Daily Reading for February 24 • Saint Matthias the Apostle
The very first Act of the Apostles, after Christ was gone out of their sight, was that commemorated this day;—the ordination of Matthias in the room of the traitor Judas. That ordination is related very minutely. Every particular of it is full of instruction; but at present I wish to draw attention to one circumstance more especially; namely, the time when it occurred. It was contrived (if one may say so) exactly to fall within the very short interval which elapsed between the departure of our Lord and the arrival of the Comforter in His place: on that “little while,” during which the Church was comparatively left alone in the world. Then it was that St. Peter rose and declared with authority that the time was come for supplying the vacancy which Judas had made. “One,” said he, “must be ordained”; and without delay they proceeded to the ordination. Of course, St. Peter must have had from our Lord express authority for this step. Otherwise it would seem most natural to defer a transaction so important until the unerring Guide, the Holy Ghost, should have come among them, as they knew He would in a few days.
On the other hand, since the Apostles were eminently Apostles of our Incarnate Lord, since their very being, as Apostles, depended entirely on their personal mission from Him . . . in that regard one should naturally have expected that he Himself before His delegation would have supplied the vacancy by personal designation. But we see it was not His pleasure to do so. As the Apostles afterwards brought on the ordination sooner, so He had deferred it longer than might have been expected. Both ways it should seem as if there were a purpose of bringing the event within those ten days, during which, as I said, the Church was left to herself; left to exercise her faith and hope, much as Christians are left now, without any miraculous aid or extraordinary illumination from above. Then, at that moment of the New Testament history, in which the circumstances of believers corresponded most nearly to what they have been since miracles and inspiration ceased—just at that time it pleased our Lord that a fresh Apostles should be consecrated, with authority and commission as ample as the former enjoyed. In a word, it was His will that the eleven Disciples alone, not Himself personally, should name the successor of Judas; and that they chose the right person, He gave testimony very soon after, by sending His Holy Spirit on St. Matthias, as richly as one St. John, St. James, or St. Peter.

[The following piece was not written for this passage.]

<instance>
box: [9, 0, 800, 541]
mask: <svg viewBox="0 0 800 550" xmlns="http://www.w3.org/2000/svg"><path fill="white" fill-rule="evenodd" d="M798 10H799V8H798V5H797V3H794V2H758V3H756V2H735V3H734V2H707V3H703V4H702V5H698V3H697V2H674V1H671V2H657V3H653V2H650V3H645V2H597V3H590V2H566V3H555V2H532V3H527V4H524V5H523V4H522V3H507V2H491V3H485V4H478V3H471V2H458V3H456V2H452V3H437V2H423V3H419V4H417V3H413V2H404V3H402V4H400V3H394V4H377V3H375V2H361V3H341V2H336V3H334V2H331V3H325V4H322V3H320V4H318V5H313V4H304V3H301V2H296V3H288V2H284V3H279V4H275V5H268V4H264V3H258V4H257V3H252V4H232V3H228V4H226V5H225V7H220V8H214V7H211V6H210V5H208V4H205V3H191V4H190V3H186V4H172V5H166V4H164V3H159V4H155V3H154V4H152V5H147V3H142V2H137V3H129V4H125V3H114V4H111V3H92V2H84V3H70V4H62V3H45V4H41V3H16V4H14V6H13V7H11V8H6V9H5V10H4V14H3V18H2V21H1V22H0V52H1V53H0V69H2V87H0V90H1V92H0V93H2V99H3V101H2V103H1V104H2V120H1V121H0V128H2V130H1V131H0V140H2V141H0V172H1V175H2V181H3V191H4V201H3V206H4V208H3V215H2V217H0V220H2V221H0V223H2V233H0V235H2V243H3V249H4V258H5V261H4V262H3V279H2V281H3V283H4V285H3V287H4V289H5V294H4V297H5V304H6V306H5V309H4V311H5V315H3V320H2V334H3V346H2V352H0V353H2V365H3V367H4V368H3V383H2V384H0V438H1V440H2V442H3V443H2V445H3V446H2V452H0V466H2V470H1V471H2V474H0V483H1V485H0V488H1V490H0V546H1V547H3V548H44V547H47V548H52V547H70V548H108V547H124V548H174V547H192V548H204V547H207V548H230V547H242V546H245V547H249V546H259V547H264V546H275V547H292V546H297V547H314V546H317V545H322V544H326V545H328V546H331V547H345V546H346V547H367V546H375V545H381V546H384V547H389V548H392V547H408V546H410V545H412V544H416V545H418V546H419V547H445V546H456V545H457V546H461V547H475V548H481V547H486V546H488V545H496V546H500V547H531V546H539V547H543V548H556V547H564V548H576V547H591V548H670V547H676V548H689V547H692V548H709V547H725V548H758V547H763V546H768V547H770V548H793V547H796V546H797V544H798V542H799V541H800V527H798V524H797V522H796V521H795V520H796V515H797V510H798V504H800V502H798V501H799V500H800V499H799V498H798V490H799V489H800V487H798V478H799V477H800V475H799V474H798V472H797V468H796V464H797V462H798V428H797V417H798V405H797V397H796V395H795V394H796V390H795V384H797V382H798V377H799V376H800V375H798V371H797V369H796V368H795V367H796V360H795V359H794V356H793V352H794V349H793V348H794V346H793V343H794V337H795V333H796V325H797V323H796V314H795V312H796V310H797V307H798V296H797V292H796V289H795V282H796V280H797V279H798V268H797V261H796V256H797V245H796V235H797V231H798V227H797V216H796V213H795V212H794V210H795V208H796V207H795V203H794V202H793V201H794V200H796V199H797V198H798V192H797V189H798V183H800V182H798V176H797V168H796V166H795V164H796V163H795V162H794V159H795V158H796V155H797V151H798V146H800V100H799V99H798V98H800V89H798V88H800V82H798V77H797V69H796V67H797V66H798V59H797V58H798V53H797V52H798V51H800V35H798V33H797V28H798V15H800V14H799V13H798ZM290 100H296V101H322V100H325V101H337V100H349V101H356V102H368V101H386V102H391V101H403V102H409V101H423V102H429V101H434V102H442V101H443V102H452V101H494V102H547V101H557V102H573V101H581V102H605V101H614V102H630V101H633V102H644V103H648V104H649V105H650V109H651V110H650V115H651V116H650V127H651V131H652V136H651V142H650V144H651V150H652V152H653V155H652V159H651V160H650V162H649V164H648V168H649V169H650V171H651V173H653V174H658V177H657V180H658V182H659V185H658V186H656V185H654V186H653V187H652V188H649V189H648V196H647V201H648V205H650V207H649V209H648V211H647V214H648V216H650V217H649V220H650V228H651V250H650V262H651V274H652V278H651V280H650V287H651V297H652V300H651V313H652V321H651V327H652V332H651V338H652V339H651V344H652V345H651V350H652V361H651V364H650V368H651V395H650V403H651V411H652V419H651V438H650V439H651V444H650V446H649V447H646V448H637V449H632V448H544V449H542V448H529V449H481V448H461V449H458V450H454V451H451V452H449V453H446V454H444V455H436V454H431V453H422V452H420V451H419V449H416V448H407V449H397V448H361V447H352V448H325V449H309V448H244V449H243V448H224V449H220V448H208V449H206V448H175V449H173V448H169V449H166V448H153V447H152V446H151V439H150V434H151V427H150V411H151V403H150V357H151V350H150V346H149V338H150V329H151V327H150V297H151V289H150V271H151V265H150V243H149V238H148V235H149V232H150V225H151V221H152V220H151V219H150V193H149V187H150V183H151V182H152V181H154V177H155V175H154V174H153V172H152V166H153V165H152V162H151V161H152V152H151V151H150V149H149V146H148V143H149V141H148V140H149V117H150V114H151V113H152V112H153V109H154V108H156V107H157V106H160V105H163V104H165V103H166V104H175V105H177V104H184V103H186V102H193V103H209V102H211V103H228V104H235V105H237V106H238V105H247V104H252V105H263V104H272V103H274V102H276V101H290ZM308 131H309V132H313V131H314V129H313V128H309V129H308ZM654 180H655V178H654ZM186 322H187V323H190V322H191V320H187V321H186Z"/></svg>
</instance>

Thus the simple consideration of the time when Matthias was ordained, confirms two points of no small importance to the well-being of Christ’s kingdom on earth. First, it shows that whoever are regularly commissioned by the Apostles, our Lord will consider those persons as commissioned and ordained by Himself. Secondly, it proves that such power to ordain is independent of those apostolical functions, which may be properly called extraneous and miraculous. It existed before those functions began; why then may it not still continue, however entirely they have passed away?
We must not pretend to be wise above what is written; but there is, I trust, nothing presumptuous or unscriptural in supposing that Jesus Christ, the great Shepherd and Bishop of our souls, purposely abstained from nominating St. Matthias in his life-time, in order that Christians in all times might understand that the ordained successors of the Apostles are as truly bishops under Him, as ever the Apostles were themselves.
For this is the constant doctrine of the ancient Church, delivered in express terms by our Lord in the text, “Ye have not chosen me, but I have chosen you, and ordained you, that ye should go and bring forth fruit, and that your fruit should remain.”